In 20 years, most of us will still be alive.
Which means most of us will be around to witness the extinction of the African elephant.
Killing of elephants for their tusks has reached unsustainable levels. Humans now kill more elephants than are born each year.
George Wittemyera, Joseph M. Northrup, Julian Blanc, Iain Douglas-Hamilton, Patrick Omond, and Kenneth P. Burnham conducted a study and presented their findings to the National Academy of Sciences of the United States. They extrapolated that in 2011 alone, 40,000 elephants were murdered for their tusks.
They cite an increased demand for ivory in places, including China. A pair of tusks can fetch up to $10,000 American. That’s enticing money for some folks.
Now before you Americans start pointing fingers, there’s plenty of ivory trade here in the US as well. There are loopholes in the law preventing the import of ivory. Call yourself a hunter and the tusks a trophy, and you’re set. The Obama administration has tried to tighten that loophole, but the NRA is fighting it. And there’s lots of smuggling as well. Few smugglers are caught, and the ones that are usually get a slap on the wrist.
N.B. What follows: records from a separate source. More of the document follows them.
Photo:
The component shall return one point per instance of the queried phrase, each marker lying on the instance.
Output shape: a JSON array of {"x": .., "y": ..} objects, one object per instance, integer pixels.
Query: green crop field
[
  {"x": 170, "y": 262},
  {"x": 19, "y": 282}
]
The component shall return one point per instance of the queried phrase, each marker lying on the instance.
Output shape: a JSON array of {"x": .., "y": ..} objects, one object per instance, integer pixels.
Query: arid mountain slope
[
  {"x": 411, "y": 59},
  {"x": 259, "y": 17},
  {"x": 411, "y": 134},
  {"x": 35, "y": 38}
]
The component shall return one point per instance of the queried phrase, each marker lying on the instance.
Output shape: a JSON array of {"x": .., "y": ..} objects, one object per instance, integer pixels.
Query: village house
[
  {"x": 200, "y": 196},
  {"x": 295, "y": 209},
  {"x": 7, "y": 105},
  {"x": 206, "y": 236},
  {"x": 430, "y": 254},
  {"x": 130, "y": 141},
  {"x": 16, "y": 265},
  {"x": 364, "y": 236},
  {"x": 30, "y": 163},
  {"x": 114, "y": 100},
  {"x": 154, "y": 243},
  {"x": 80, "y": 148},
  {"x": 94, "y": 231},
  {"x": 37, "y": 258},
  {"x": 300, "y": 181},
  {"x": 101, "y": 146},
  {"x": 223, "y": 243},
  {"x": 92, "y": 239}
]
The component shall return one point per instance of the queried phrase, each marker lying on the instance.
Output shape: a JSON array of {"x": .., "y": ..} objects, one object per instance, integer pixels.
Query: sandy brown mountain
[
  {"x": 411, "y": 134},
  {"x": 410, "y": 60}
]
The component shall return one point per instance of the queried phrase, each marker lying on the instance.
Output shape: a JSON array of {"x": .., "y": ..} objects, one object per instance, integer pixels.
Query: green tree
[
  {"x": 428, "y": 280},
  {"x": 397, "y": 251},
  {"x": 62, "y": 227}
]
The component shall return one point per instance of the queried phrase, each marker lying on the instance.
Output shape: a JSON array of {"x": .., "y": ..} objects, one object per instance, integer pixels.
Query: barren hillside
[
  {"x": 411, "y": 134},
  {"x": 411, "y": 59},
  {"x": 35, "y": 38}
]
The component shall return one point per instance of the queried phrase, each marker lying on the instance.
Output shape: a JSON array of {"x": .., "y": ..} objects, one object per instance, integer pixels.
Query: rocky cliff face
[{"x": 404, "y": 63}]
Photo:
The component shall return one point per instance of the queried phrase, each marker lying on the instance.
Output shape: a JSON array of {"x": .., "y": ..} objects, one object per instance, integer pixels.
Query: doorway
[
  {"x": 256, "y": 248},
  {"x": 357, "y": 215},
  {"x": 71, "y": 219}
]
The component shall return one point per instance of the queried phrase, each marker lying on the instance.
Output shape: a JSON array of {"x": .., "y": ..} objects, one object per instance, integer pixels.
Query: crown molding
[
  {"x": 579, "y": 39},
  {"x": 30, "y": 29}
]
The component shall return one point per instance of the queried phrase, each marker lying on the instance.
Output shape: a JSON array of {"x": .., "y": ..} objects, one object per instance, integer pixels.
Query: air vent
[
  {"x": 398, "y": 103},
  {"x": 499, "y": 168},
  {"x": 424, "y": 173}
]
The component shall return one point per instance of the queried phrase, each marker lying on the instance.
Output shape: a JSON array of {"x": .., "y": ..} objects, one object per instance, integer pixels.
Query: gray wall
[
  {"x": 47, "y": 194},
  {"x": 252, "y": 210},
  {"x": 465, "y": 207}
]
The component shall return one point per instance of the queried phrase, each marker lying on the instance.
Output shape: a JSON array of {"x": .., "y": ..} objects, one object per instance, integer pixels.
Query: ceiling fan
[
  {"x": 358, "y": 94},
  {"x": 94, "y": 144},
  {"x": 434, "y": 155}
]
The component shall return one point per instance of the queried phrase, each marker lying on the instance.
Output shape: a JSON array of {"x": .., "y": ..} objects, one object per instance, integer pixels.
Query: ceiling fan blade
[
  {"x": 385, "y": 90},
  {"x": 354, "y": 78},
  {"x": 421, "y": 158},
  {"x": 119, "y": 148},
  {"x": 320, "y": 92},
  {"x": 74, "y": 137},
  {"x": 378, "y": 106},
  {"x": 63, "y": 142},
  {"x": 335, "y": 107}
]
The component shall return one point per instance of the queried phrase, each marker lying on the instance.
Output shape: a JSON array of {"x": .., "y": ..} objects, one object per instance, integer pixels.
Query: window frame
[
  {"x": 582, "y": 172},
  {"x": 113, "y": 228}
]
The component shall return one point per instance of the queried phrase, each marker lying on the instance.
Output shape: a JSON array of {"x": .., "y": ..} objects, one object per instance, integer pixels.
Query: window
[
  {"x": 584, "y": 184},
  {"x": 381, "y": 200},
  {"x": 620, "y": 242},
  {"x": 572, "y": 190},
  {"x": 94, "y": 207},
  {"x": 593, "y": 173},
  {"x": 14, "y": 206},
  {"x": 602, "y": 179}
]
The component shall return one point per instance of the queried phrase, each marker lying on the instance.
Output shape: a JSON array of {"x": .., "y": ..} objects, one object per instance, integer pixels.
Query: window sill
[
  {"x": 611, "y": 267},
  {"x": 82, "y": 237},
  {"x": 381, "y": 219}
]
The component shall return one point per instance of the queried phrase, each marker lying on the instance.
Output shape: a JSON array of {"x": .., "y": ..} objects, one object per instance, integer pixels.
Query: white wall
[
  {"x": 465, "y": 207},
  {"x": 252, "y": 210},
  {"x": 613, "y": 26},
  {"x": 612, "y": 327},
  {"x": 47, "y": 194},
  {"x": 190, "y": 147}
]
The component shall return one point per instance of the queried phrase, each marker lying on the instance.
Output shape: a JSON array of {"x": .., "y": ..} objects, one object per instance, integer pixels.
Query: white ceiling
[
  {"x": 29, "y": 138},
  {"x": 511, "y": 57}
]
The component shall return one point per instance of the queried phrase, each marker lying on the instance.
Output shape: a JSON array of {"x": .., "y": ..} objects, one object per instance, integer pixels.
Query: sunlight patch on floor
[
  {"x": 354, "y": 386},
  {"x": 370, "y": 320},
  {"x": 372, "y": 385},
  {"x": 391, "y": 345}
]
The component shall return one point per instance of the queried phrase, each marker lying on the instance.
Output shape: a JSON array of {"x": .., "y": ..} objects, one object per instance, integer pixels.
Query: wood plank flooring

Fortunately, there is interest in saving the elephants and rhinos. Countries have banded together to stop the flow of ivory through their country. We’ve all heard of governments destroying piles of confiscated ivory. And some countries have stepped up enforcement of boundaries to preserves.
But it’s not enough.
Which means that soon we will see the largest land animal go by the wayside.